Notes on a Nervous Planet(13)
We often find ourselves wishing for more hours in the day, but that wouldn’t help anything. The problem, clearly, isn’t that we have a shortage of time. It’s more that we have an overload of everything else.
Remember
Feeling you have no time doesn’t mean you have no time.
Feeling you are ugly doesn’t mean you are ugly.
Feeling anxious doesn’t mean you need to be anxious.
Feeling you haven’t achieved enough doesn’t mean you haven’t achieved enough.
Feeling you lack things doesn’t make you less complete.
5
LIFE OVERLOAD
An excess of everything
THERE IS, IN the current world, an excess of everything.
Think of just one single category of thing.
Think, say, of the thing you are holding – a book.
There are a lot of books. You have, for whatever reason, chosen to read this one, for which I sincerely thank you. But while you are reading this book you might also be painfully aware that you aren’t reading other books. And I don’t want to stress you out too much but there are a lot of other books. The website Mental Floss, relying heavily on data from Google, calculated there were – at a conservative estimate – 134,021,533 books in existence, but that was halfway through 2016. There are many millions more now. And anyway, 134,021,533 is still, technically, a lot.
It wasn’t always like this.
We didn’t always have so many books, and there was an obvious reason. Before printing presses books had to be made by hand, written on surfaces of clay, papyrus, wax or parchment.
Even after the printing press was invented there wasn’t that much stuff to read. A book club in England in the early 16th century would have struggled as there were only around 40 different books published a year, according to figures from the British Library. An avid reader could therefore quite easily keep up with every book that was published.
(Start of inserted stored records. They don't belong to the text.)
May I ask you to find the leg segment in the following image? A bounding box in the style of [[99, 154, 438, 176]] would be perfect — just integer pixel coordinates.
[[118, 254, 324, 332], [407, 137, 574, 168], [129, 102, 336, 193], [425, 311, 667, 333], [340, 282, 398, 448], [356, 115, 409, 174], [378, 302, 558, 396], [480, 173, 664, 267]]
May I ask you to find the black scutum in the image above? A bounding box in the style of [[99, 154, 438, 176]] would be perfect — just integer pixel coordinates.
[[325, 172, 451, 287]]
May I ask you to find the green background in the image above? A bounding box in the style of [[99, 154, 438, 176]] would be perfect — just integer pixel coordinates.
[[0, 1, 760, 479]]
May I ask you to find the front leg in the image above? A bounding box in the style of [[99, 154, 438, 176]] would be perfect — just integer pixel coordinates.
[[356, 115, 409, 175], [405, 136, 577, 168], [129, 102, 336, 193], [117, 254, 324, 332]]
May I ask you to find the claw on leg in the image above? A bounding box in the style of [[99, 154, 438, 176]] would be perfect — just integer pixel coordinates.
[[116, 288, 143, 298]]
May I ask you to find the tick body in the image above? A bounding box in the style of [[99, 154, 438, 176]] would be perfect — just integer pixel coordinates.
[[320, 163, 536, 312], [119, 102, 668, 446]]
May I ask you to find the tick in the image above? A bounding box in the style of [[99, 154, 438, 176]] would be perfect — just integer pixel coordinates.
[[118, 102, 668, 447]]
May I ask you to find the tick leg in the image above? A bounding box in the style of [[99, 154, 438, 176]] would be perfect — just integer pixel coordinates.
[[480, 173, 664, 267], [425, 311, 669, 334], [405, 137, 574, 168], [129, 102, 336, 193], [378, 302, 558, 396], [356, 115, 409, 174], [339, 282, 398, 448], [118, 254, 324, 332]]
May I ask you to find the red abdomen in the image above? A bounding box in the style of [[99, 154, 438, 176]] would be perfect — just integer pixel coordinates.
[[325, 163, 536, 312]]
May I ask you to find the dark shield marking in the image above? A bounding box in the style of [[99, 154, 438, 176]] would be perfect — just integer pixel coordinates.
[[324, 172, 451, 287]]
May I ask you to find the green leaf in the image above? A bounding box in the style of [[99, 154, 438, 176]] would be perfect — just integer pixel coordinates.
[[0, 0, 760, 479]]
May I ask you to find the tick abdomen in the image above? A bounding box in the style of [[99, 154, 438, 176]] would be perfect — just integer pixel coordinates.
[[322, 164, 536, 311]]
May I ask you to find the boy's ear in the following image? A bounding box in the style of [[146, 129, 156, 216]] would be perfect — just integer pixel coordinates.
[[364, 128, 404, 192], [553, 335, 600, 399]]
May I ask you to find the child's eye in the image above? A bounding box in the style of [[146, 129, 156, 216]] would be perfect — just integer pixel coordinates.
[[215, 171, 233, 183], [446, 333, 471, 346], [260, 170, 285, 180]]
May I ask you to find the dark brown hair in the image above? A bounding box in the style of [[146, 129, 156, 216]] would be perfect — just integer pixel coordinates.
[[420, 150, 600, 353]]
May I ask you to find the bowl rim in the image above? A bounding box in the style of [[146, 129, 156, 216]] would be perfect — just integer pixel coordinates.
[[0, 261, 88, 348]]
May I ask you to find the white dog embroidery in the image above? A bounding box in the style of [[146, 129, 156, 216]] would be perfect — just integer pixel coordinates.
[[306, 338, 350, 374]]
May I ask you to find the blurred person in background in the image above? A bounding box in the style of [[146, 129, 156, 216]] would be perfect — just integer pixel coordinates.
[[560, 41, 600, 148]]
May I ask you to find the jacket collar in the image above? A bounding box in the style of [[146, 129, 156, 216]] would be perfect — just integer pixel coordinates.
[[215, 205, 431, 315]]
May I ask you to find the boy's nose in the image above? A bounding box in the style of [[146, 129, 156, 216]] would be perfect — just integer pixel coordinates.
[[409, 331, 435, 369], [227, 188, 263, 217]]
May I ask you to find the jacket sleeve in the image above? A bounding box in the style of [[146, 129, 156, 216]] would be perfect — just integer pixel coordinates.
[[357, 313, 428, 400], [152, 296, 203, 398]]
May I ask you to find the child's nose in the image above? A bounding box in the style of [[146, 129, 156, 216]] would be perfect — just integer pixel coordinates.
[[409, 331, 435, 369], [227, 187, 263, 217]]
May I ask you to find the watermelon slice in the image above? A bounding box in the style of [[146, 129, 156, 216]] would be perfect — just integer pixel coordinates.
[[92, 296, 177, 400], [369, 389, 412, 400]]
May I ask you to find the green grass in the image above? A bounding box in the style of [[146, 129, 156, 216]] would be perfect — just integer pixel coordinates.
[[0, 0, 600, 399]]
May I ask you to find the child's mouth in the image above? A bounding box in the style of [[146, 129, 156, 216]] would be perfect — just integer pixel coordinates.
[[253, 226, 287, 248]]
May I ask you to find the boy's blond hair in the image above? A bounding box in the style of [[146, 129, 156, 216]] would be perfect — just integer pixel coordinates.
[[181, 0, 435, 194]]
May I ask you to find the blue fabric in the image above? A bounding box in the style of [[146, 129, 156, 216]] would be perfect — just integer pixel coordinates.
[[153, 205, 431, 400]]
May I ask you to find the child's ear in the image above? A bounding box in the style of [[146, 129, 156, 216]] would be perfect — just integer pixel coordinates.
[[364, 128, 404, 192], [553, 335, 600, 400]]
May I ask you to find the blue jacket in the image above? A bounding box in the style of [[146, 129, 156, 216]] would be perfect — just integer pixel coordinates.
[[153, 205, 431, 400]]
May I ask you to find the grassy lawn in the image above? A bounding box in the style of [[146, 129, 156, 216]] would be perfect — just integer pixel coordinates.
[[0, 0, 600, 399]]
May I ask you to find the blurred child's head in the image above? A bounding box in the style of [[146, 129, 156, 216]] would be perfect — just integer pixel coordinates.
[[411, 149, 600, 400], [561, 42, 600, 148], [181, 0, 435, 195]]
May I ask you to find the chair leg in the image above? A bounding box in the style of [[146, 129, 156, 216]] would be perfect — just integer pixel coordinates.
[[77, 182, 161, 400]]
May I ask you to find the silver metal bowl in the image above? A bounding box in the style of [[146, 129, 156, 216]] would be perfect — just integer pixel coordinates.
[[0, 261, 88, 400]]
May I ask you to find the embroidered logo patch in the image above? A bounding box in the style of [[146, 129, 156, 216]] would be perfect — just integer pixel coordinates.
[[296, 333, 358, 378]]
‘So, what are ye all reading?’ a hypothetical member of the hypothetical book club would ask.
‘Whatever there is, Cedric,’ would be the reply.
However, the situation changed quite quickly. By the year 1600 there were around 400 different titles being published per year in England – a tenfold increase on the previous century.
Although it is said that the poet Samuel Taylor Coleridge was the last person who read everything, this is a technical impossibility as he died in 1834, when there were already millions of books in existence. However, what is interesting is that people of the time could believe it was possible to read everything. No one could believe such a thing now.
We all know that, even if we break the world record for speed reading, the number of books we read will only ever be a minuscule fraction of the books in existence. We are drowning in books just as we are drowning in TV shows. And yet we can only read one book – and watch one TV show – at a time. We have multiplied everything, but we are still individual selves. There is only one of us. And we are all smaller than an internet. To enjoy life, we might have to stop thinking about what we will never be able to read and watch and say and do, and start to think of how to enjoy the world within our boundaries. To live on a human scale. To focus on the few things we can do, rather than the millions of things we can’t. To not crave parallel lives. To find a smaller mathematics. To be a proud and singular one. An indivisible prime.
The world is having a panic attack
PANIC IS A kind of overload.
That is how my panic attacks used to feel. An excess of thought and fear. An overloaded mind reaches a breaking point and the panic floods in. Because that overload makes you feel trapped. Psychologically boxed in. That is why panic attacks often happen in over-stimulating environments. Supermarkets and nightclubs and theatres and overcrowded trains.
But what happens when overload becomes a central characteristic of modern life? Consumer overload. Work overload. Environmental overload. News overload. Information overload.
The challenge today, then, is not that life is necessarily worse than it once was. In many ways, human lives have the potential to be better and healthier and even happier than in eras past. The trouble is our lives are also cluttered. The challenge is to find who we are amid the crowd of ourselves.
Places I have had panic attacks Supermarkets.
The windowless basement floor of a department store.
A packed music festival.
At a nightclub.
On an aeroplane.
On the London underground.
In a tapas bar in Seville.
In the BBC News green room.
On a train from London to York (it lasted most of the journey).
In a cinema.
In a theatre.
At a corner shop.
On a stage, feeling unnatural, with a thousand faces staring at me.
Walking through Covent Garden.
Watching the TV.
At home, very late at night, after a busy day, with a streetlight glowing an ominous orange through the curtains.
In a bank.
In front of a computer screen.
A nervous planet
‘IMAGINE IF THE world didn’t simply make people mad,’ a friend said to me recently, after I’d told him about the book I was trying to write. ‘Imagine if the world was itself mad. Or, you know, the bits of the world to do with us. Humans. I mean, what if it is literally mad. I think that’s what is happening. I think human society is breaking down.’